Accélération à la surface de la Terre

Considérons maintenant l’accélération gravitationnelle ressentie par l’eau sur la surface terrestre. Cette formulation est un peu plus complexe, on va donc commencer par considérer seulement les points qui s’alignent sur l’axe qui relie la Terre à la Lune, tel que montré à la Figure 2.

Si ces points se trouvent à une distance $\Delta r$ qui est relativement petite par rapport à $R$, alors l’accélération gravitationnelle à la surface s’écrit :

\[\boldsymbol{a}_\mathrm{surface} = -G\frac{M_L}{(R \pm \Delta r)^2}\ \boldsymbol{\hat{r}} ,\]

ce qu’on peut réécrire comme

\[\boldsymbol{a}_\mathrm{surface} = -G\frac{M_L}{R^2}\frac{1}{(1 \pm \Delta r/R)^2}\ \boldsymbol{\hat{r}} .\]

On reconnait l’expression de l’accélération ressentie au centre de la Terre au début de l’équation (5). Une expansion en série de MacLaurin permet d’approximer l’équation comme

\[\boldsymbol{a}_\mathrm{surface} = \left(-\frac{G M_L }{R^2} \pm \frac{2M_L\Delta r}{R^3} + \dots \right) \ \boldsymbol{\hat{r}} ,\]

ou encore

\[\boldsymbol{a}_\mathrm{surface} = \boldsymbol{a}_\mathrm{centre} \pm \frac{2M_L\Delta r}{R^3}\ \boldsymbol{\hat{r}} + \dots .\]

On peut négliger les termes suivants dans l’expansion en série, car $\Delta r \ll R$.

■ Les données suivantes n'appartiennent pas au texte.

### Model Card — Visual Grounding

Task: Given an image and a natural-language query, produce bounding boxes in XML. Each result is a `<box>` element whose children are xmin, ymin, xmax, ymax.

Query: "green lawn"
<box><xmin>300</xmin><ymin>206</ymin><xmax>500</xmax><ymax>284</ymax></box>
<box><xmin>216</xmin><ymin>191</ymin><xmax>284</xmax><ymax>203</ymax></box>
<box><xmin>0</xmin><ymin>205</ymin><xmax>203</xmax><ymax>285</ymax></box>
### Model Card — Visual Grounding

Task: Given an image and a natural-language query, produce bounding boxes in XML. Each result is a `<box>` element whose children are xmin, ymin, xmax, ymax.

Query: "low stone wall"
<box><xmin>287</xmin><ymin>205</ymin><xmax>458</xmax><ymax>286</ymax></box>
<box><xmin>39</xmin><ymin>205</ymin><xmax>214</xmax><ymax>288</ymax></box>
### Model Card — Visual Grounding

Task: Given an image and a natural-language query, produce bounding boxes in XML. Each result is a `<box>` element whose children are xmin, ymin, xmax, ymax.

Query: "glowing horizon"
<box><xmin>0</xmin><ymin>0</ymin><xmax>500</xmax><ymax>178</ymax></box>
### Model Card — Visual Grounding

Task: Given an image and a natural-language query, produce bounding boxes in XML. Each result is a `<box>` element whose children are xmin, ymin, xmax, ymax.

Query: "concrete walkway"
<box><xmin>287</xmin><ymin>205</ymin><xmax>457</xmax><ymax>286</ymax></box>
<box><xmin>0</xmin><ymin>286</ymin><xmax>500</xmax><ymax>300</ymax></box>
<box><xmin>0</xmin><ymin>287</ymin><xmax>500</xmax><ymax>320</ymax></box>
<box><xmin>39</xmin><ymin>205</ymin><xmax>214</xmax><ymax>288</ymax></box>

Cette équation est valide seulement pour les points le long de l’axe qui relie la Terre à la Lune. Notez comment l’accélération est plus grande quand on est du côté rapproché de la Lune, alors que l’accélération est plus faible quand on est sur la surface terrestre éloignée de la Lune (Figure 2). Cette différence est due à la variation en $1/r^3$ de l’accélération ressentie. Il y a donc un important gradient d’accélération entre la surface rapprochée et éloignée.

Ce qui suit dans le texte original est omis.